Charlie estaba a medio camino de su narración a una callada Becky de todo lo que le había sucedido en Australia, cuando llamó Harrison para decir que ya estaba en su oficina en High Holborn. Charlie le dio las gracias y le transmitió los saludos de su sobrino y le pidió disculpas por estropearle el fin de semana.
– No se habrá estropeado si las noticias son positivas -dijo Harrison.
– Guy Trentham tuvo más descendencia.
– No creo que me haya hecho venir de Tewkesbury para contarme los últimos detalles del Internacional de cricket en Melbourne -dijo Harrison-. ¿Hombre o mujer?
– Mujer.
– ¿Legítima o ilegítima
– Legítima.
– Entonces puede reivindicar sus derechos sobre la propiedad en cualquier momento antes de la medianoche.
– ¿Tiene que hacerlo ante usted en persona?
– Eso es lo que estipula el testamento -dijo Harrison -. Sin embargo, si está en Australia puede hacerlo con Roberts Trevor, ya que a él le he dado…
– No, está en Inglaterra y la tendré en su oficina antes de la medianoche.
– A propósito, ¿cómo se llama? -preguntó Harrison-. Lo pregunto para poder preparar los papeles.
– Cathy Ross -dijo Charlie-. Pero pídale a su sobrino que se lo explique todo porque no tengo tiempo disponible -añadió colgando antes de que Harrison pudiera contestar.
Corrió al vestíbulo en busca de Becky.
– ¿Dónde está Cathy? -le preguntó.
– Fue a un concierto en el Festival Hall.

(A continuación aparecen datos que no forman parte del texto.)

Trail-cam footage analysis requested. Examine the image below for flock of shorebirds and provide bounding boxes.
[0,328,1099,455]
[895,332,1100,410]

Mozart, creo que dijo, fue con un nuevo galán de la city.
– Muy bien, vámonos -dijo Charlie.
– ¿Vamos?
– Sí, vámonos -dijo Charlie prácticamente gritando y ya en la puerta.
Ya había subido al coche cuando se dio cuenta de que no tenía chófer. Se bajó y volvió a la casa encontrándose con Becky que casi corría en sentido opuesto.
– ¿Dónde está Stan?
– Probablemente cenando en la cocina.
– Muy bien -dijo Charlie pasándole las llaves-. Tú conduces, yo hablo.
– Pero ¿a dónde vamos?
– Al Festival Hall.
– Qué divertido -comentó Becky-, después de todos estos años, y yo sin saber que te gustaba Mozart.
Becky subió al coche y se instaló tras el volante mientras él corriendo daba la vuelta para sentarse junto a ella en el asiento delantero. Salió el coche y Becky condujo con destreza por entre el tráfico nocturno mientras Charlie continuaba su relato de los detalles de sus descubrimientos en Australia, explicándole lo urgente que era encontrar a Cathy antes de la medianoche. Ella lo escuchaba con atención sin interrumpir.